Led by the Chinese, Asian and Caspian regional national oil companies purchased half of the 10 largest deals globally in 2013, according to IHS research on energy mergers and acquisitions.
Meanwhile, oil and gas companies elsewhere shifted their focus in 2013 to developing inventories of previously acquired reserves, resources, and acreage, resulting in the nearly halving of transaction value for global oil and gas M&A deals to $136 billion—the lowest level since the 2008 recession.
IHS said the worldwide deal count dropped by 20% from a 10-year high in 2012 of more than $250 billion. However, after a sluggish first-half 2013, deal activity ramped up in the second half.
Growth in exploration and development spending brought total global upstream capital investment up 10% from 2012.
IHS noted the number of worldwide asset transactions fell nearly 15%, while the corporate deal count dropped 50%. After several large corporate takeovers of more than $10 billion in 2012, no corporate mergers surpassed $5 billion in 2013.
According to IHS, offshore and conventional onshore resources gained global M&A market share in 2013 with offshore transactions accounting for four of the 10 largest deals.
However, spending on unconventional deals plunged by more than half in 2013, to $40 billion.
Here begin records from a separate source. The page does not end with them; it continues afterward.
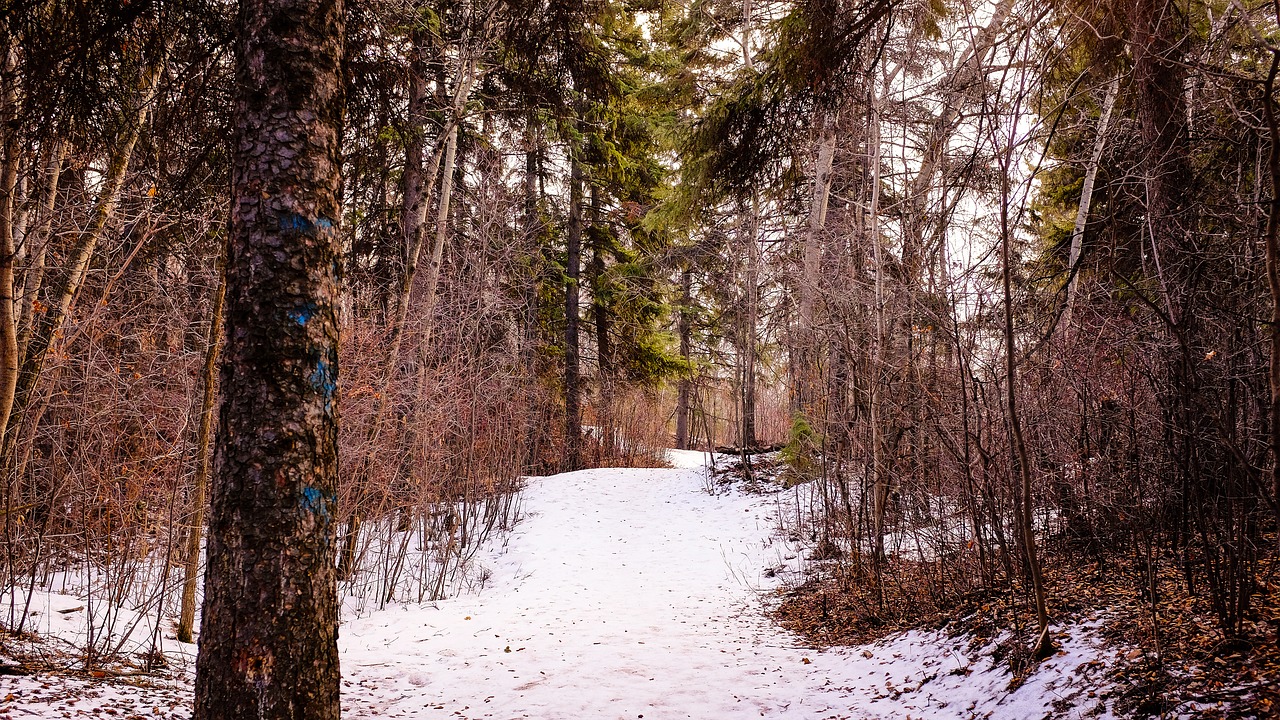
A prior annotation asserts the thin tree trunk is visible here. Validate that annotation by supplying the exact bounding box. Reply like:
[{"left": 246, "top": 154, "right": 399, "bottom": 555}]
[
  {"left": 1000, "top": 116, "right": 1053, "bottom": 659},
  {"left": 178, "top": 256, "right": 227, "bottom": 643},
  {"left": 564, "top": 146, "right": 582, "bottom": 470},
  {"left": 795, "top": 113, "right": 836, "bottom": 420},
  {"left": 742, "top": 193, "right": 760, "bottom": 448},
  {"left": 867, "top": 83, "right": 890, "bottom": 576},
  {"left": 1062, "top": 77, "right": 1120, "bottom": 337},
  {"left": 0, "top": 45, "right": 168, "bottom": 450},
  {"left": 676, "top": 268, "right": 694, "bottom": 450},
  {"left": 1263, "top": 50, "right": 1280, "bottom": 521},
  {"left": 0, "top": 44, "right": 19, "bottom": 447},
  {"left": 588, "top": 184, "right": 616, "bottom": 457},
  {"left": 195, "top": 0, "right": 344, "bottom": 720},
  {"left": 18, "top": 140, "right": 67, "bottom": 356},
  {"left": 421, "top": 120, "right": 461, "bottom": 347}
]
“Following record-setting purchases of more than $200 billion on unconventional resources during the prior 3 years, varied drilling results in emerging North American basins made buyers more cautious in 2013,” said Christopher Sheehan, director of energy M&A research at IHS.
“In particular, overseas firms reduced their cross-border purchases, and oil and gas companies concentrated on exploiting the best performing areas of their vast development inventories,” Sheehan added.
Reduced North American activity
While Devon Energy Corp.’s $6 billion acquisition of Eagle Ford assets from GeoSouthern Energy Corp. marked the largest global transaction in 2013 (OGJ Online, Nov. 20, 2013), total US transaction value fell to a 5-year low in 2013 as corporate deal value hit a 10-year low, IHS found.
Unconventional resources represented half of the 10 largest deals in the US, while they were the primary target in only one of the top 20 largest global transactions.
The natural gas percentage of acquired US reserves for the year hit a 10-year low because of persistently low gas prices. Activity in the US primarily occurred in the Midcontinent, onshore Gulf Coast, and Rocky Mountain regions.
Just three of the 20 largest deals in 2013 came from North America, whose market share of worldwide transaction value fell to less than 45% from 50% in 2012, as buyers sought access to prolific international discoveries, IHS noted.
Around the world
Transactions in West and East Africa more than doubled the market share of the Africa and Middle East region to 15%. Spending in Latin America increased to 7%.
For the second consecutive year, the Russia and Caspian region represented more than 25% of global total transaction value, as Rosneft continued to expand its domestic holdings.
The combined value of transactions in Canada, Europe, and Asia comprised more than 15% of the global total, almost half of the percentage the three comprised in 2012.
The oil and liquids percentage of acquired proved reserves in North America and proved plus probable reserves outside North America, excluding the Russia and Caspian region, both remained near a 10-year high.
Total transacted 1P and 2P reserve volumes fell steeply as there were no transactions in 2013 that approached the previous year’s $60 billion purchase of Russian producer TNK-BP by Rosneft.